Experiência sobra também na Panamericana (atração dos dias 19 e 20). Dado, Gavin, Dé e Platão começaram no rock brasileiro dos anos 1980 e, agora, juntos, lançam um olhar sobre a música pop latina. A banda toca versões em português de clássicos argentinos e uruguaios, impondo cara própria:

— O arranjo de “Zafar”, da banda uruguaia La Vela Puerca, ficou mais suingado, meio carimbó elétrico. Outra que ficou muito diferente é “Pasajera”, de Charly García e Pedro Aznar, com versão de Dé e Bruno Cosentino — diz Gavin.

Para ele, a escalação do Sonoridades provoca perguntas:

— Não seria um momento delicado para o pop-rock nacional? Onde estão os espaços na TV para as pessoas mostrarem seus trabalhos? E se o rádio não tocar? São questões complexas, e é bom ser veterano nessas horas. Você pode lançar mão de sua experiência.

Nelson Motta defende que o momento é positivo:

— Os mais velhos não pararam.

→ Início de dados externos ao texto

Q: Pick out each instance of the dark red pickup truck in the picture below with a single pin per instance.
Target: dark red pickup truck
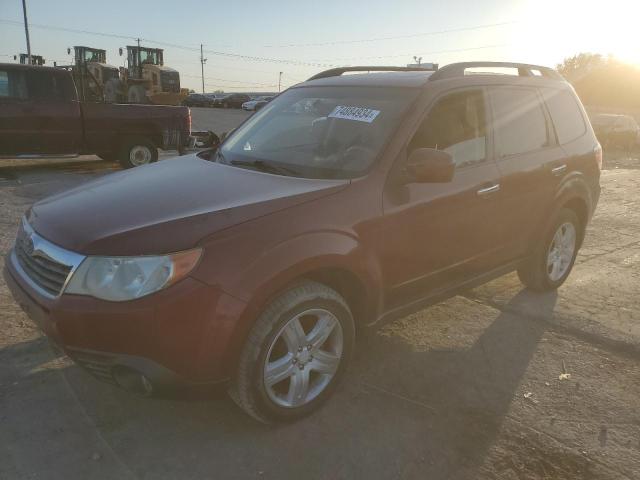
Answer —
(40, 115)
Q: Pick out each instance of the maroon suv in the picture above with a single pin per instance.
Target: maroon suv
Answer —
(346, 201)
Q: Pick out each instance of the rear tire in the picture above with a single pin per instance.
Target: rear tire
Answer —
(552, 260)
(137, 152)
(107, 156)
(295, 354)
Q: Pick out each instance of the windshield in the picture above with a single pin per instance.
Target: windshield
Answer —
(318, 132)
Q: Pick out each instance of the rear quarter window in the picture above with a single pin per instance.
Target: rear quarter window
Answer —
(565, 114)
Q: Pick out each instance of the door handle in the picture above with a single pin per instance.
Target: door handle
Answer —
(489, 190)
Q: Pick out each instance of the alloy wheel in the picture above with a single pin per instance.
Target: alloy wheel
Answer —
(561, 251)
(303, 358)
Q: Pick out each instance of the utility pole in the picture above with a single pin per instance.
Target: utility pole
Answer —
(202, 62)
(26, 29)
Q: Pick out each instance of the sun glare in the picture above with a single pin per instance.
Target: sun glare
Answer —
(556, 29)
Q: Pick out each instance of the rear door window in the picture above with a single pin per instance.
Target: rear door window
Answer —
(519, 121)
(457, 125)
(12, 85)
(45, 85)
(565, 114)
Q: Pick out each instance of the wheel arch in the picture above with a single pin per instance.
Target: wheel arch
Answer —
(339, 262)
(575, 195)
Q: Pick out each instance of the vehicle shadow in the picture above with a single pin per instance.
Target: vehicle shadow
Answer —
(425, 398)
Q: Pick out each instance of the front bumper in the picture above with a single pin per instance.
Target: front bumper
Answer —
(179, 336)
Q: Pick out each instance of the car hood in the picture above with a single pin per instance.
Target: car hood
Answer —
(167, 206)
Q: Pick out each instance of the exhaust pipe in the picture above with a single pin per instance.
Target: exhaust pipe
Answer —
(132, 381)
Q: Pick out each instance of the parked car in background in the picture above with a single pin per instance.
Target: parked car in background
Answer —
(252, 105)
(612, 130)
(198, 100)
(352, 200)
(40, 115)
(232, 100)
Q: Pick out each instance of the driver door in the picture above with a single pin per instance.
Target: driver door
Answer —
(440, 234)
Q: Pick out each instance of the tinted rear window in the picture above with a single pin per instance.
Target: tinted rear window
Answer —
(565, 114)
(47, 85)
(519, 120)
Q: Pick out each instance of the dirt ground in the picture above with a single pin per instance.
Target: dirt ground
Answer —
(472, 388)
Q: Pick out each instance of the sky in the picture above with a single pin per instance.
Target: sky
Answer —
(248, 43)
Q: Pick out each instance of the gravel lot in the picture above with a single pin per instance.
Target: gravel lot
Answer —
(469, 388)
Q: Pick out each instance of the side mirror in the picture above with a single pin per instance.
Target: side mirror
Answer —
(427, 165)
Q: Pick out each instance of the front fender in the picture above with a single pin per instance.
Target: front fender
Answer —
(573, 186)
(256, 278)
(273, 269)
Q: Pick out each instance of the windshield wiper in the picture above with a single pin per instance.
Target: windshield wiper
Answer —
(263, 166)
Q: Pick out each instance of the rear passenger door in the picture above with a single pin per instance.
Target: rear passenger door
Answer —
(529, 159)
(55, 111)
(440, 234)
(18, 131)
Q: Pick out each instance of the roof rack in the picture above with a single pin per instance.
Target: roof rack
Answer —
(524, 70)
(336, 72)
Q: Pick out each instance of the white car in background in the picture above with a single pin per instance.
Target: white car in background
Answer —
(253, 103)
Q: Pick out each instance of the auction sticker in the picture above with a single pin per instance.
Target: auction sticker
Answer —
(359, 114)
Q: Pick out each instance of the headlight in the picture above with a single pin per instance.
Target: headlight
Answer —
(126, 278)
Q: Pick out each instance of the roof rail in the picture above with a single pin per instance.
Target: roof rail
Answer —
(336, 72)
(524, 70)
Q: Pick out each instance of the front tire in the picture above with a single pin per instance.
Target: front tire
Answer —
(137, 152)
(295, 354)
(552, 260)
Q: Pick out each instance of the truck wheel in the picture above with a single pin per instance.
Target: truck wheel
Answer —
(552, 261)
(295, 354)
(137, 152)
(107, 156)
(137, 94)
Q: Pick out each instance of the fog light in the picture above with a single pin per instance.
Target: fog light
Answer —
(132, 381)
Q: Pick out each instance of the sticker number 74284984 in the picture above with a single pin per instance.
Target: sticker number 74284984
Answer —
(359, 114)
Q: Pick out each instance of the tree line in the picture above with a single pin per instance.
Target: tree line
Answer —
(603, 81)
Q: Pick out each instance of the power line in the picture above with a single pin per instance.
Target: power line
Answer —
(410, 35)
(174, 45)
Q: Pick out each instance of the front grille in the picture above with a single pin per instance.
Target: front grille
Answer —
(170, 82)
(97, 365)
(47, 274)
(45, 265)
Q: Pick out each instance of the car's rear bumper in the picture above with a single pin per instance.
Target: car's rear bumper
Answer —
(174, 337)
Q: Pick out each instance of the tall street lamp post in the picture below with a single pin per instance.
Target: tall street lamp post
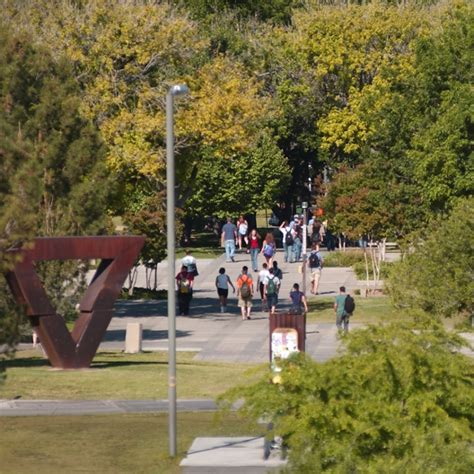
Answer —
(170, 223)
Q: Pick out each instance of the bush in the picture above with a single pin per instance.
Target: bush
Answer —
(359, 269)
(398, 400)
(437, 277)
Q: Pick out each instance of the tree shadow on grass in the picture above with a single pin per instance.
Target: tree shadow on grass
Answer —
(26, 362)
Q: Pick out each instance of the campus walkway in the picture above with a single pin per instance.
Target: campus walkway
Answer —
(214, 336)
(225, 337)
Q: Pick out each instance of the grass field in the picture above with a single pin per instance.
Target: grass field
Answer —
(106, 443)
(369, 310)
(120, 376)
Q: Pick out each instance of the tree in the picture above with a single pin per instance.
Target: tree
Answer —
(53, 179)
(398, 400)
(416, 152)
(241, 183)
(436, 276)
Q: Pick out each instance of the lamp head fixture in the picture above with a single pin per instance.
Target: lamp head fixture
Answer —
(179, 89)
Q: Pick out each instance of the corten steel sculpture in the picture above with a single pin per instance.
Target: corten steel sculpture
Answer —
(74, 350)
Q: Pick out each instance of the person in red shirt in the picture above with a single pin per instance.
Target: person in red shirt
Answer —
(245, 292)
(254, 244)
(184, 286)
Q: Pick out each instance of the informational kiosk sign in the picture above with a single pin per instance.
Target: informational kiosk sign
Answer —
(278, 337)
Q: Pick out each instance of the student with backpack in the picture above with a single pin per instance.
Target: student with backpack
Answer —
(287, 239)
(344, 306)
(315, 264)
(268, 248)
(184, 287)
(298, 300)
(262, 278)
(222, 285)
(271, 288)
(245, 292)
(254, 244)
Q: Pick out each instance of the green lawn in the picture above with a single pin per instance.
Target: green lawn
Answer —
(115, 376)
(201, 252)
(106, 443)
(373, 309)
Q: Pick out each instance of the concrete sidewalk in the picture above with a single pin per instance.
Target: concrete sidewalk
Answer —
(225, 337)
(96, 407)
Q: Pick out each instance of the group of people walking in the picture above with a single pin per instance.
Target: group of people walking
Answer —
(268, 285)
(233, 234)
(268, 281)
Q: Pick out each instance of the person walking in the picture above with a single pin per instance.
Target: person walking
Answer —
(297, 239)
(298, 300)
(271, 288)
(222, 285)
(242, 230)
(190, 263)
(315, 264)
(262, 277)
(184, 287)
(228, 238)
(277, 270)
(245, 293)
(287, 239)
(344, 307)
(254, 245)
(268, 248)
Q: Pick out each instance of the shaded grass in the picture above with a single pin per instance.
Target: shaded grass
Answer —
(369, 310)
(116, 375)
(135, 443)
(201, 252)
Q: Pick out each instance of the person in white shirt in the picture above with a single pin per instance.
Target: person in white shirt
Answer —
(262, 276)
(271, 288)
(287, 239)
(222, 285)
(242, 231)
(190, 263)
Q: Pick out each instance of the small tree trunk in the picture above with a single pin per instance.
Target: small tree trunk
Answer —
(133, 276)
(383, 249)
(366, 272)
(155, 281)
(374, 272)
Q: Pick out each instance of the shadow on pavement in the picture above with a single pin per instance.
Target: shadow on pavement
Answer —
(148, 334)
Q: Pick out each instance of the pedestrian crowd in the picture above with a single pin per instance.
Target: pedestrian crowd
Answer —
(268, 280)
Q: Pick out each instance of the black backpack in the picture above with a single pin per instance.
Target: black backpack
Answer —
(314, 260)
(349, 304)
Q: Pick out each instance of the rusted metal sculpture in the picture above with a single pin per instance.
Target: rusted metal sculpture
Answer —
(74, 350)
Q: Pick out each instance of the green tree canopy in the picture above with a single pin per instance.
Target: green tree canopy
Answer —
(446, 246)
(52, 175)
(398, 400)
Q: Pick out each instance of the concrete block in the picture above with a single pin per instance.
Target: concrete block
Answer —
(242, 455)
(133, 338)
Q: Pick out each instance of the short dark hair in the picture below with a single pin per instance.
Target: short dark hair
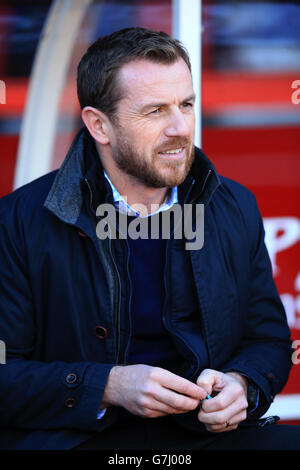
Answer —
(98, 69)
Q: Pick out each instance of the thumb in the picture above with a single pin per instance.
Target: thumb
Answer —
(208, 379)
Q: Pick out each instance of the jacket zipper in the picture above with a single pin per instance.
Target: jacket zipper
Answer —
(116, 281)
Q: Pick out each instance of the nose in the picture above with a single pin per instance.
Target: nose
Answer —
(177, 125)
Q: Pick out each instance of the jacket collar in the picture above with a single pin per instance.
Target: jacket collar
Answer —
(81, 172)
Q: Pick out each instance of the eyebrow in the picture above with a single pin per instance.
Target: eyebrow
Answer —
(160, 104)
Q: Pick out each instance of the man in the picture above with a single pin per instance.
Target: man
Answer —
(106, 333)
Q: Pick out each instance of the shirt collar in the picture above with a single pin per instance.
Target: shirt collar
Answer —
(123, 207)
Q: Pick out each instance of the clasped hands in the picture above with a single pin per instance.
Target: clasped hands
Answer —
(151, 392)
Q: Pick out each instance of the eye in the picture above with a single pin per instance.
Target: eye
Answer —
(187, 105)
(156, 111)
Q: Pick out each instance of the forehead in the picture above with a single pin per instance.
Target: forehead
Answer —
(143, 80)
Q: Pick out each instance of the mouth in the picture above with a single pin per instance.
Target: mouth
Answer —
(173, 154)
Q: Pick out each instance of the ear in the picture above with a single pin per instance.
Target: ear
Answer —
(97, 124)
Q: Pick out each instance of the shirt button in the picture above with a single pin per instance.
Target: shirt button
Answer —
(82, 234)
(71, 378)
(70, 402)
(101, 332)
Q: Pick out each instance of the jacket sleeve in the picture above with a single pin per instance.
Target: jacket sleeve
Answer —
(265, 353)
(34, 394)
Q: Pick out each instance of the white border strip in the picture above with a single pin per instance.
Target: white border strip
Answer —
(47, 79)
(187, 27)
(287, 407)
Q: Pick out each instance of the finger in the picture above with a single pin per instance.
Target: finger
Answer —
(151, 407)
(234, 413)
(210, 380)
(176, 402)
(178, 384)
(229, 424)
(231, 393)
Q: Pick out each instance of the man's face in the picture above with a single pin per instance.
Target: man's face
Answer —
(152, 139)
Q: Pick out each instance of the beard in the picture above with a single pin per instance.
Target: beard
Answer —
(154, 172)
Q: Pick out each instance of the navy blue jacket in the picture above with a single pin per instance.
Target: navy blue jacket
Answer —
(62, 297)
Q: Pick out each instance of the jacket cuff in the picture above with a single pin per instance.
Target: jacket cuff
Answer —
(83, 396)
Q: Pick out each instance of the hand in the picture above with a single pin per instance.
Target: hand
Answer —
(150, 391)
(228, 408)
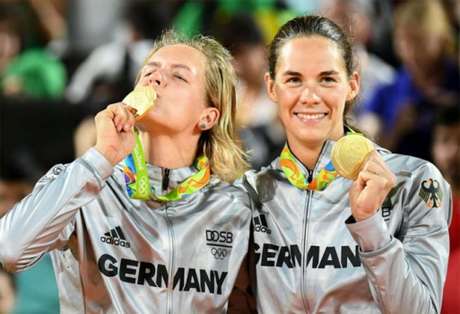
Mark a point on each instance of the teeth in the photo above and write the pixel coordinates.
(308, 116)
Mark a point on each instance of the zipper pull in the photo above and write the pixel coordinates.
(165, 180)
(310, 176)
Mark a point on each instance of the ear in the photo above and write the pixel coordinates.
(354, 83)
(270, 85)
(208, 118)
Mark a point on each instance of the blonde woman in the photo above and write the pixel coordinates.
(179, 251)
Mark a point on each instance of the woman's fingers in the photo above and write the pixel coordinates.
(123, 119)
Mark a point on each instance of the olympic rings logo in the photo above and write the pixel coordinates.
(219, 253)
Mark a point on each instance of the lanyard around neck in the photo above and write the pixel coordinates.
(138, 184)
(296, 176)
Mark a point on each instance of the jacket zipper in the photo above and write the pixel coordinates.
(304, 249)
(164, 188)
(164, 180)
(305, 228)
(170, 262)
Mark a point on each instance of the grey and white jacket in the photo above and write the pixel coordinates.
(310, 256)
(114, 254)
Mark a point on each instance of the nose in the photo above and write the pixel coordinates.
(157, 78)
(309, 96)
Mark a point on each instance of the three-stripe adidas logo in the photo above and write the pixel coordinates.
(260, 224)
(115, 237)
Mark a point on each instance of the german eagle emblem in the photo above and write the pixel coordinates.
(430, 192)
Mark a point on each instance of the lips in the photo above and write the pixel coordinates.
(310, 116)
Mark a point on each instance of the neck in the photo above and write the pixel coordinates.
(172, 151)
(306, 154)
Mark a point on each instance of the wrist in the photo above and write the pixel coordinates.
(109, 154)
(363, 216)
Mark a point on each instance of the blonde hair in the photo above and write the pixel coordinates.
(220, 144)
(429, 17)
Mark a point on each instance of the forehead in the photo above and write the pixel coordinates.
(310, 54)
(180, 54)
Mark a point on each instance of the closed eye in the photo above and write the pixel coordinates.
(180, 77)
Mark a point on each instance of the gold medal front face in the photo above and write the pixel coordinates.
(349, 153)
(142, 98)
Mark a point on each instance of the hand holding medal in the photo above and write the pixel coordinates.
(354, 158)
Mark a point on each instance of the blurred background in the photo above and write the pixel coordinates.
(62, 61)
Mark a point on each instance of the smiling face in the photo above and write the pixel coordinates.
(177, 73)
(311, 86)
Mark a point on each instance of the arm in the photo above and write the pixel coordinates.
(407, 275)
(44, 219)
(36, 224)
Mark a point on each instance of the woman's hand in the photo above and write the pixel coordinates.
(115, 136)
(374, 182)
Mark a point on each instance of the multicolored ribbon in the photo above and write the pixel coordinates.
(298, 179)
(138, 184)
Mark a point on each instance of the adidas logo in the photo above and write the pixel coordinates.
(115, 237)
(260, 224)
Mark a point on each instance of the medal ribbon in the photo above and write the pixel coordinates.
(298, 179)
(137, 178)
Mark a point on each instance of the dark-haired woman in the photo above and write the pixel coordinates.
(323, 243)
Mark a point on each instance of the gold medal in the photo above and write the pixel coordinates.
(142, 98)
(349, 153)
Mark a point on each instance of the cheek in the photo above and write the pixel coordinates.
(335, 99)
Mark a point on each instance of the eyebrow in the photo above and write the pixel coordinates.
(175, 65)
(324, 73)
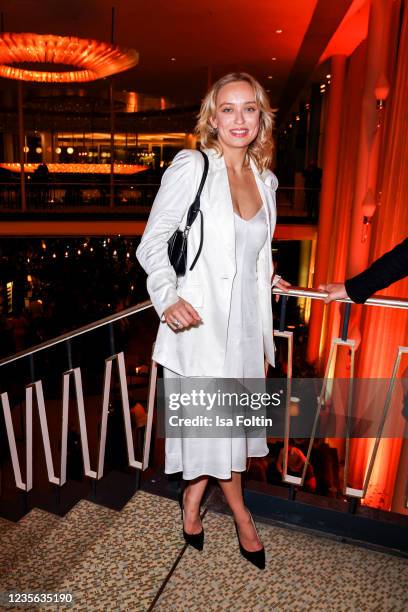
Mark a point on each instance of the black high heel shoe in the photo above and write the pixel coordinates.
(196, 540)
(256, 557)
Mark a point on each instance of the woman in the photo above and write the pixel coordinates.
(216, 321)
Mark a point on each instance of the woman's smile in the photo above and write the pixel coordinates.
(239, 132)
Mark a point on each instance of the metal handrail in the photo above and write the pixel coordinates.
(379, 300)
(376, 300)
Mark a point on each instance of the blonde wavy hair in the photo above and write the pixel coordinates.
(261, 149)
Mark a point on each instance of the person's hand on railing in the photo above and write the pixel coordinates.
(281, 284)
(335, 291)
(181, 315)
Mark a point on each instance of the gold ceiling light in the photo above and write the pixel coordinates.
(93, 58)
(78, 168)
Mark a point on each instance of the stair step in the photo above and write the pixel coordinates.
(101, 556)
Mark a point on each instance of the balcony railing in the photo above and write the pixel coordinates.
(127, 195)
(98, 362)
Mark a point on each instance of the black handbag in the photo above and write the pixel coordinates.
(177, 243)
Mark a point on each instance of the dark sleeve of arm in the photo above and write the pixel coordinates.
(388, 269)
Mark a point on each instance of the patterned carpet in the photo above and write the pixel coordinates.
(113, 560)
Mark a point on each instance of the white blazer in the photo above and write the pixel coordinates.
(200, 351)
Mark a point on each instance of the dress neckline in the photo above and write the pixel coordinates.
(251, 218)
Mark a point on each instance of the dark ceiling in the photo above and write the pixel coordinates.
(206, 39)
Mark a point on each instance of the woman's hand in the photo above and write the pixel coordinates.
(181, 315)
(282, 284)
(335, 291)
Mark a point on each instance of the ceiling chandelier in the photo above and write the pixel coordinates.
(56, 168)
(80, 59)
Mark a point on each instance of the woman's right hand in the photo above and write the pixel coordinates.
(181, 315)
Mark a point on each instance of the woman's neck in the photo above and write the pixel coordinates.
(235, 159)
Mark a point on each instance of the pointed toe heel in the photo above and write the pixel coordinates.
(256, 557)
(196, 540)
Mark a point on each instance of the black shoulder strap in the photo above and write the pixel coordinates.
(195, 206)
(205, 172)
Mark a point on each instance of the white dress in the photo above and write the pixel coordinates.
(244, 359)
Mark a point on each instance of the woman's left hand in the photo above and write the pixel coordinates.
(282, 284)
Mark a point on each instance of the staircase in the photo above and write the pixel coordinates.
(135, 559)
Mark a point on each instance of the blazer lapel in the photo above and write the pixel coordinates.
(221, 203)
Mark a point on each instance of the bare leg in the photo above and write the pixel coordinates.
(192, 499)
(232, 490)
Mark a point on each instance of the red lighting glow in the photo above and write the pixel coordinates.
(94, 58)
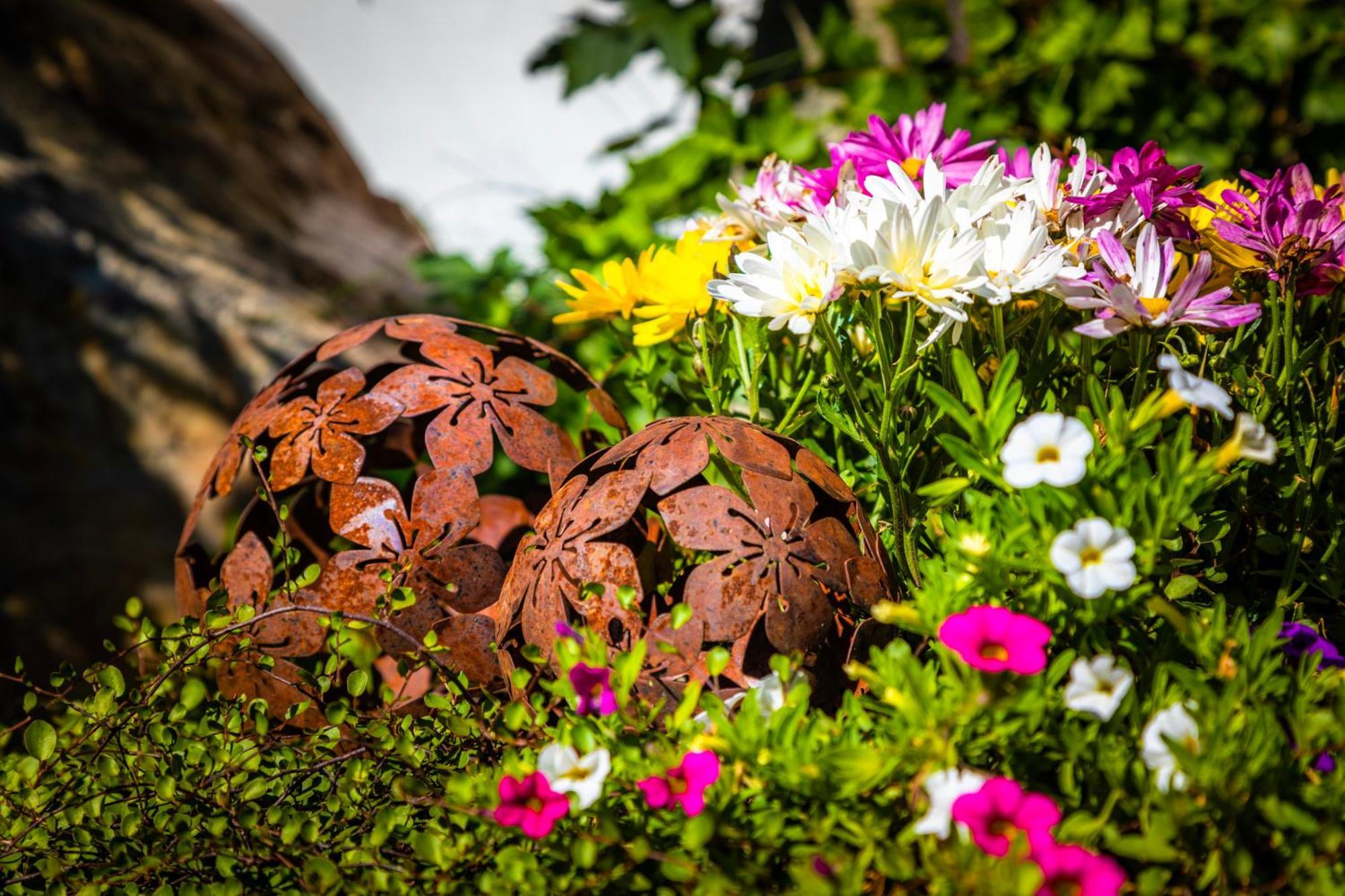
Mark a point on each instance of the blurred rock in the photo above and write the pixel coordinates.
(177, 221)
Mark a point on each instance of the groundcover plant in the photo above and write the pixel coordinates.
(1093, 407)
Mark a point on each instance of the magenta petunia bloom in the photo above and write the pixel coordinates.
(910, 145)
(595, 690)
(1135, 294)
(1077, 870)
(1291, 229)
(1303, 639)
(997, 639)
(685, 784)
(1159, 189)
(532, 805)
(1003, 810)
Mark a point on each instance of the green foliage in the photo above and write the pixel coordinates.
(1229, 84)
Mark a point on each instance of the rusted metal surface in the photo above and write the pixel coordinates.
(771, 552)
(375, 443)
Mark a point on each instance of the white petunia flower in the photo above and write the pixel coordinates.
(1254, 443)
(1172, 724)
(944, 788)
(915, 253)
(1047, 447)
(1194, 391)
(1098, 685)
(770, 697)
(804, 272)
(1019, 255)
(568, 772)
(1094, 556)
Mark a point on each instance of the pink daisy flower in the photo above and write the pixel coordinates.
(1003, 810)
(996, 639)
(531, 803)
(910, 145)
(1077, 870)
(684, 784)
(595, 690)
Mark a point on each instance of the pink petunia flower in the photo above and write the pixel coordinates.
(531, 803)
(1135, 294)
(1003, 810)
(595, 690)
(1159, 189)
(1291, 229)
(911, 145)
(997, 639)
(1077, 870)
(684, 784)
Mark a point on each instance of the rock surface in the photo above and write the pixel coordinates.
(177, 221)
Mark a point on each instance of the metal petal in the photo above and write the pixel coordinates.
(367, 512)
(727, 596)
(709, 518)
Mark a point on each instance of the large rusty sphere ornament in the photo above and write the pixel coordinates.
(372, 452)
(761, 538)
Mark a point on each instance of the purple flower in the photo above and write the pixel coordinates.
(911, 143)
(1293, 232)
(1301, 639)
(1159, 189)
(1135, 294)
(595, 690)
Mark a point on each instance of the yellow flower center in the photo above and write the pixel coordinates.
(1090, 556)
(995, 651)
(1156, 306)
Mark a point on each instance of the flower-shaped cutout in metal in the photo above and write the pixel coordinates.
(420, 551)
(683, 450)
(321, 431)
(479, 400)
(567, 552)
(774, 561)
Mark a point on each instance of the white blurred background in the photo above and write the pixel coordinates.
(435, 100)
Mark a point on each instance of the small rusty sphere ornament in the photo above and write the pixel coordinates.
(365, 460)
(761, 538)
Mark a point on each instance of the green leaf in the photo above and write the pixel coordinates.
(40, 739)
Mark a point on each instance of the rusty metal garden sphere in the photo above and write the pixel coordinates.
(358, 473)
(758, 536)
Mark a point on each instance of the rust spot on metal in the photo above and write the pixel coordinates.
(790, 552)
(375, 460)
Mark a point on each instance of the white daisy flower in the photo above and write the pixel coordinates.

Chico, Caetano, Lulu, a turma dos 40... E vem aparecendo uma galera muito jovem fazendo a renovação.

Black Alien resume a condição de “estreante veterano”:

— A gente está criando, com a humildade de olhar para trás, a curiosidade de olhar para a frente e a coragem de se olhar no espelho para ver que artistas somos hoje.